ClickHouse-Bulk
Simple Yandex ClickHouse insert collector. It collect requests and send to ClickHouse servers.
Installation
Download binary for you platorm
or
Use docker image
or from sources (Go 1.13+):
git clone https://github.com/nikepan/clickhouse-bulk
cd clickhouse-bulk
go build
Features
- Group n requests and send to any of ClickHouse server
- Sending collected data by interval
- Tested with VALUES, TabSeparated formats
- Supports many servers to send
- Supports query in query parameters and in body
- Supports other query parameters like username, password, database
- Supports basic authentication
For example:
INSERT INTO table3 (c1, c2, c3) VALUES ('v1', 'v2', 'v3')

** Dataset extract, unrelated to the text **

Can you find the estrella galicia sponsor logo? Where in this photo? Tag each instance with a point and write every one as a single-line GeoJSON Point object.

INSERT INTO table3 (c1, c2, c3) VALUES ('v4', 'v5', 'v6')
sends as
INSERT INTO table3 (c1, c2, c3) VALUES ('v1', 'v2', 'v3')('v4', 'v5', 'v6')
Options
- -config - config file (json); default config.json
Configuration file
{
"listen": ":8124",
"flush_count": 10000, // check by \n char
"flush_interval": 1000, // milliseconds
"clean_interval": 0, // how often cleanup internal tables - e.g. inserts to different temporary tables, or as workaround for query_id etc. milliseconds
"remove_query_id": true, // some drivers sends query_id which prevents inserts to be batched
"dump_check_interval": 300, // interval for try to send dumps (seconds); -1 to disable
"debug": false, // log incoming requests
"dump_dir": "dumps", // directory for dump unsended data (if clickhouse errors)
"clickhouse": {
"down_timeout": 60, // wait if server in down (seconds)
"connect_timeout": 10, // wait for server connect (seconds)
"tls_server_name": "", // override TLS serverName for certificate verification (e.g. in cases you share same "cluster" certificate across multiple nodes)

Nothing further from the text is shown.